Only eighteen years earlier, Gary’s career had been at its peak, but since then, as the machines had become more accomplished and a new generation of younger artists more proficient at their use, demand for his work had plummeted. At least that’s what he now told himself, ignoring the fact that eighteen years ago he’d simply stopped working as hard or with as much focus. Ignoring, also, that eighteen years was the same length of time that Tobias Fiske had been on ice and therefore absent from his life.

I still wonder whether I had played some part in my great-uncle’s problems. When my parents were killed nine years before, Gary had offered me unrelenting support. For two years I’d seen him every day, often for hours at a time. He’d even tried to entice me into his artistic pursuits, but my interests rested elsewhere. Also, VR addiction has never been a problem for me. Since that day when I’d hacked into the archives to watch my parents die, I could never comfortably sit inside a VR module. So, although my withdrawal into scientific work and study had mirrored Gary’s reaction to his own childhood miseries, we’d nonetheless drifted apart, become somehow less relevant to each other.

Soon thereafter, loneliness had darkened his spirit and depression began to permeate his art, even as it poisoned his personal relationships.

Since then, he’d gambled away most of his fortune, and perhaps even more alarmingly, spent nearly all of his time sleeping, or escaping into on-line VR gambling (and decreasingly often, sex) games. I would later learn that when he allowed himself to think about it, he experienced a sensation of déjà vu, as if transported back forty-five years, when his mother died and he’d temporarily lost himself in booze and white powder. Only this time, his self-destructive behavior was legal, and had lasted a decade.

Gary briefly contemplated suicide, as he often did, and rejected it, as he always had, but with an ever-weakening resolve. Maybe the freezer…

Man, I’ve gotta get some help, he thought. This needed to stop.

Father Steven Jones seemed surprised at seeing him on the visitor’s screen.
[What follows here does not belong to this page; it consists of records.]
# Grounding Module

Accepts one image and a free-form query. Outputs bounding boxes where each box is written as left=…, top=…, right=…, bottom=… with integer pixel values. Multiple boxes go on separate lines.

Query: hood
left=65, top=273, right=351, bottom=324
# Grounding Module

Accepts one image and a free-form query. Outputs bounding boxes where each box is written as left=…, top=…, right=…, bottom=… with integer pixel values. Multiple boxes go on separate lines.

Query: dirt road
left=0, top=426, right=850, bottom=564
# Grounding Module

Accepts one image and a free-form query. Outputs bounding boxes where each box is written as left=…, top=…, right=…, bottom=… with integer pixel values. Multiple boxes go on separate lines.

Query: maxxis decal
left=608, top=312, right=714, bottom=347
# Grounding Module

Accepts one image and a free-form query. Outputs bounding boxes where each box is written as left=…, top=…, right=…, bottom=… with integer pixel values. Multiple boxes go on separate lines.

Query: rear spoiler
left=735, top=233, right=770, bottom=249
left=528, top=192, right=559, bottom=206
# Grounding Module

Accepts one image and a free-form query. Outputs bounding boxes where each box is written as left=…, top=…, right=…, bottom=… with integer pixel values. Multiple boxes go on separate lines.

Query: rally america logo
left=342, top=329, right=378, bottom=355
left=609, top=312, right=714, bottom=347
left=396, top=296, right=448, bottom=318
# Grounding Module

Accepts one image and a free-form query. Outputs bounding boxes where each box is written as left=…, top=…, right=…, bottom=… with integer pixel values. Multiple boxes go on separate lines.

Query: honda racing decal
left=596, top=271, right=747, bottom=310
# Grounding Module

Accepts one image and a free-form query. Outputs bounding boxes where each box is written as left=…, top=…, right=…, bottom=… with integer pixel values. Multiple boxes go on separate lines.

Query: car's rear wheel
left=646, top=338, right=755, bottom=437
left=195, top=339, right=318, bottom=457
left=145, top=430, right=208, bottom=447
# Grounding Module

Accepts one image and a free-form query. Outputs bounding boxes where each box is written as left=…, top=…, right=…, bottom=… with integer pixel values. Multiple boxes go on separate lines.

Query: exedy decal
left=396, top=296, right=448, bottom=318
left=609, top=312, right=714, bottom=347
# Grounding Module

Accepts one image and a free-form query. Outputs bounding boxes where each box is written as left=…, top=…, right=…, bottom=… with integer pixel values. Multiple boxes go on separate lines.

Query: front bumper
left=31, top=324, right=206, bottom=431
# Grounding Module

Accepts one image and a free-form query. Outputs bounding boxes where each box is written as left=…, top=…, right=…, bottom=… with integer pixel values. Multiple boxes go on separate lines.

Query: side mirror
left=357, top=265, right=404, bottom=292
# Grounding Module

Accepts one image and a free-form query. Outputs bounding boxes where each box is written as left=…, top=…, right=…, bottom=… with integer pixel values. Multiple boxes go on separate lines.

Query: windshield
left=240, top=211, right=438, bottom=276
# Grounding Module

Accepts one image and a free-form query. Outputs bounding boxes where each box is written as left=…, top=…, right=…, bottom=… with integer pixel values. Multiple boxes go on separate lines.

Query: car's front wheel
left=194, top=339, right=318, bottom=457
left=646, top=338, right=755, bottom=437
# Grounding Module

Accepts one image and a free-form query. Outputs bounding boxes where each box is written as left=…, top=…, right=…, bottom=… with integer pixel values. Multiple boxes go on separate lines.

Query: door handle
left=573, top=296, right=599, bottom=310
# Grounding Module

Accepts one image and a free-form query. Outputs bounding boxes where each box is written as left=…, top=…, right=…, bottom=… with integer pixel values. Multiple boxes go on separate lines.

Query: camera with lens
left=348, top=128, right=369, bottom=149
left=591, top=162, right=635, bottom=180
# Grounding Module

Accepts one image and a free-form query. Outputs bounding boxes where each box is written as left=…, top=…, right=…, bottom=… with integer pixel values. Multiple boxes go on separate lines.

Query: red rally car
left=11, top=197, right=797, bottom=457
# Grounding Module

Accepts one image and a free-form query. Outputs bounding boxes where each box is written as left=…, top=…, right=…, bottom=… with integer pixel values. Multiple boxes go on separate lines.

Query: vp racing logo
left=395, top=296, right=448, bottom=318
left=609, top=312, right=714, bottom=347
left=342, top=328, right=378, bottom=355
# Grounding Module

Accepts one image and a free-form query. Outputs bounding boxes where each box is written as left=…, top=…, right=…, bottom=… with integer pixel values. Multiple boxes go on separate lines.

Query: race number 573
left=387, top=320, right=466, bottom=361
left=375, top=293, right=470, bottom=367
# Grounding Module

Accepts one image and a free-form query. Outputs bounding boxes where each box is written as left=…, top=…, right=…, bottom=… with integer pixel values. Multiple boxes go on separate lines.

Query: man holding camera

But Gary had nowhere else to turn.

Father Steve had been the only member of the clergy who supported Toby Fiske’s great debunking crusade. Gary knew him as a compassionate man, a genuinely inspired and inspiring servant of God.

Gary remembered the day he and Toby first met Father Steve. The two friends had been visiting Kingston, Jamaica, in early November 2002, their journey as much vacation as mission. Toby had spent several months convincing Gary that he needed a respite from work, so off they’d gone, hot on the trail of Rodney Probber, the Virgin Mary Restorer.